Francisco Zambon led Riki McLachlan 4-2 in the third set at No. 5 and had four break points to serve for the match. Instead, McLachlan fended off the break chances and stormed back for a 3-6, 6-4, 6-4 victory.
The match came down to Gonzalo Escobar at No. 1. The Tech senior took the first set from Ben McLachlan, then had a 4-3 lead in the second set with two break chances. Once again, though, Ben McLachlan came back for a 3-6, 6-4, 6-2 win to clinch to the match.
“Obviously, if he wins one of those points we’re headed to Athens (Georgia),” Siegel said. “The kid just outplayed him. He’s highly ranked and you’ve got to give credit to them.”
Tech, which took second place in the Big 12, finished its season with a 16-9 record. The Red Raiders will graduate three seniors — Carvalho, Escobar and Rafael Garcia — the top three singles players on the team.

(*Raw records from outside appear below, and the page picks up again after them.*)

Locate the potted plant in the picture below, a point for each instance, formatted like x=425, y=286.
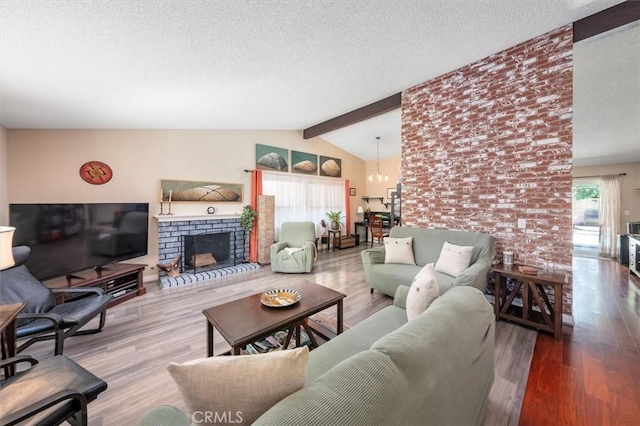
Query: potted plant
x=247, y=220
x=335, y=218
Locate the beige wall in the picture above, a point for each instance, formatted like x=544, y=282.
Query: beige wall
x=629, y=184
x=389, y=166
x=44, y=165
x=4, y=204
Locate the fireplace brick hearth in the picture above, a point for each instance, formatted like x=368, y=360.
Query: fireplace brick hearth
x=171, y=233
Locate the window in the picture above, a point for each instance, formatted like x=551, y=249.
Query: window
x=586, y=216
x=303, y=198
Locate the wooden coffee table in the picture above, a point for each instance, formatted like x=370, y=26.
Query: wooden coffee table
x=246, y=320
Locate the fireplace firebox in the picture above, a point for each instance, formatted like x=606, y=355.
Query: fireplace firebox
x=206, y=252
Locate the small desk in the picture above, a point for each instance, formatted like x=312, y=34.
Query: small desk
x=8, y=315
x=548, y=316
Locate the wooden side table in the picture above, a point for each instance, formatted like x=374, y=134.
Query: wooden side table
x=332, y=235
x=547, y=316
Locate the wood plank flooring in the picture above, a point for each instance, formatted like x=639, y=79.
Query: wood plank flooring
x=592, y=376
x=144, y=334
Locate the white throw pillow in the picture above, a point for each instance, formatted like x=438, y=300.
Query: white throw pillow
x=241, y=387
x=399, y=250
x=454, y=259
x=424, y=290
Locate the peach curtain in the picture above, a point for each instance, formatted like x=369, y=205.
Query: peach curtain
x=256, y=190
x=347, y=207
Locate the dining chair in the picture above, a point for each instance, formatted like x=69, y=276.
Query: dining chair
x=375, y=223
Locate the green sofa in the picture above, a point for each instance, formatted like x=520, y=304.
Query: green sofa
x=437, y=369
x=427, y=245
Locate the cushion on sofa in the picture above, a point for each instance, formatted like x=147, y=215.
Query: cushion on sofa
x=437, y=369
x=454, y=259
x=399, y=250
x=243, y=386
x=424, y=290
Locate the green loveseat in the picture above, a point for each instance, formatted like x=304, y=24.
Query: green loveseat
x=427, y=245
x=436, y=369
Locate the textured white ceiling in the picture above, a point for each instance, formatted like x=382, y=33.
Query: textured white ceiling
x=606, y=120
x=606, y=94
x=242, y=64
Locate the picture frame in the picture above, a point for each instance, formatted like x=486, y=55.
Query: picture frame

“I’m just feeling so much pain for these guys,” Siegel said. “We’ve been so close, and we’ve made the second round four of the last five years and all four we could have won. And this one was the closest.”
■ Track and field
MANHATTAN, Kan. — The Texas Tech women’s and men’s teams both finished fifth at the Big 12 Conference outdoor championships that concluded a three-day run Sunday at Kansas State.

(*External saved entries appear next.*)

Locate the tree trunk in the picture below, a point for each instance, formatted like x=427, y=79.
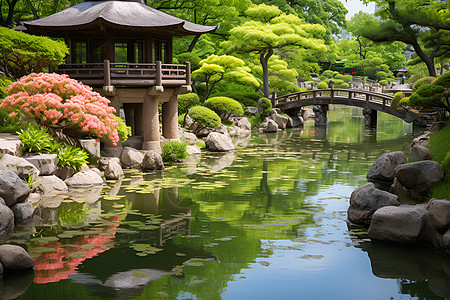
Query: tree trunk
x=264, y=59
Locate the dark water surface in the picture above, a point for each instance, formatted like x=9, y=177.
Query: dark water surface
x=267, y=221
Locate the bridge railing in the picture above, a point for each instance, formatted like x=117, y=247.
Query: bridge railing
x=362, y=95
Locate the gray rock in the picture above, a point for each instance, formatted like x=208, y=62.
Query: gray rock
x=280, y=120
x=152, y=161
x=244, y=123
x=113, y=170
x=419, y=176
x=6, y=222
x=18, y=165
x=83, y=180
x=419, y=152
x=383, y=167
x=193, y=150
x=10, y=144
x=402, y=224
x=92, y=146
x=48, y=184
x=15, y=258
x=439, y=214
x=23, y=212
x=45, y=163
x=218, y=142
x=12, y=188
x=365, y=200
x=131, y=158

Tech failed to win a conference title in any individual event, but four men and four women placed second.
On the men’s side, the Red Raiders got second-place finishes from Gil Roberts in the 400 meters (45.16 seconds), Shane Brathwaite in the 110 hurdles (13.46) and Jamele Mason in the 400 hurdles (49.60). Kyal Meyers tied for second in the pole vault at 17 feet, 5 inches.

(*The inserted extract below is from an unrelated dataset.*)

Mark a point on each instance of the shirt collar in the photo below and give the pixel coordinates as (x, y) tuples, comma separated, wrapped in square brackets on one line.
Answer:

Brathwaite’s time met the Olympic qualifying A standard and was sixth fastest in Big 12 championships history.
Mason was upset in the 400 hurdles by Kansas’ Michael Stigler, a freshman from Canyon who won Texas high school state titles in both hurdles events.
In the 400 meters, Texas A&M freshman Deon Lendore ran 45.13 to edge Roberts by three one-hundredths of a second.
Tech all-American Bryce Lamb got third in the triple jump and fourth in the long jump. His triple-jump mark was 50-91/2, well off the personal record of 54-4 he jumped in the Red Raider Open, the team’s last tuneup before conference. The junior from Chandler, Ariz., went 25-21/2 in the long jump.
The Tech men also got a bronze medal in the 1,600-meter relay, where Isaiah Gill, Brathwaite, Mason and Roberts ran a time of 3:04.13.
The Tech women got silver-medal performances from Caroline Jepleting in the 1,500 meters (4:20.17), Rose Tanui with a personal record in the 5,000 (16:03.42), Katie Grimes in the 100 hurdles (13.00) and Precious Nwokey in the heptathlon (5,600 points).
Tanui also took third in the 10,000 meters, running 34:34.32, and the Red Raider women got a bronze in the sprint relay. Erica Alexander, Taylor Evans, Tara Thomas and Terra Evans got the baton around in 43.71, breaking the R.V. Christian Track Complex record that had been 43.95.
Nwokey added a fourth-place finish in the 100 hurdles (13.44), giving Tech 12 points in that event, and Avril McGhee got fourth in the triple jump (41-5).
Defending national champion Texas A&M won the men’s team championship with 150 points, followed by Texas (131), Oklahoma (91), Kansas State (75) and Tech (72).
Texas won the women’s title with 139 points, edging Kansas, which had 1291/2, and three-time defending national champion A&M, which had 1281/2. Then came Baylor with 72 and Tech with 71.
The Tech women were hurt by rough weekends from some of their top athletes. Pole vaulter Shade Weygandt passed on the first three heights, then no-heighted at 13-61/2. Weygandt came in ranked second in the NCAA after clearing 14-9 the meet before.
Ifeatu Okafor went into the week ranked in the top 11 nationally in both the shot put and discus, but she didn’t make the finals in the discus and settled for fifth in the shot put.
Caroline Jepleting was disqualified for a lane violation in the women’s 800, an event that she ranked fourth in the Big 12 going into the meet.
The Tech women’s 1,600-meter relay also got fifth in 3:38.21. The men got fifth-place finishes from Brathwaite in the 400 hurdles (51.42), JaCorian Duffield in the high jump (6-11) and the sprint relay team of Ben McRoy, Markus Henderson, Brathwaite and Gill (39.86).